Although these are convincing arguments, scaling maximalism has become something of a straw man for AI skeptics, Millière told me. Some experts have expressed a more measured faith in the power of scaling. Sutton, for example, has argued that new models will be necessary to solve the problems with current ones but also that those new models must be even more scalable than their predecessors to achieve human-level intelligence. In fact, relatively few researchers in the field subscribe to a more extreme position.

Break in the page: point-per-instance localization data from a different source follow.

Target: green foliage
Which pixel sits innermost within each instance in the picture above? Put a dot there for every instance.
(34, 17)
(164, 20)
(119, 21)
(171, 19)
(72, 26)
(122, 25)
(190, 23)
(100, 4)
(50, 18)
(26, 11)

In a survey of the natural-language-processing community, data scientists found that, to their surprise, researchers greatly overestimated support among their peers for the view that “scaling solves practically any important problem.” On average, they predicted that nearly half of their colleagues subscribed to this view; in fact, only 17 percent did. An abiding faith in the power of scaling is by no means the prevailing dogma, but for some reason, experts think it is.
In this way, the scaling debate is representative of the broader AI discourse. It feels as though the vocal extremes have drowned out the majority. Either ChatGPT will completely reshape our world or it’s a glorified toaster. The boosters hawk their 100-proof hype, the detractors answer with leaden pessimism, and the rest of us sit quietly somewhere in the middle, trying to make sense of this strange new world.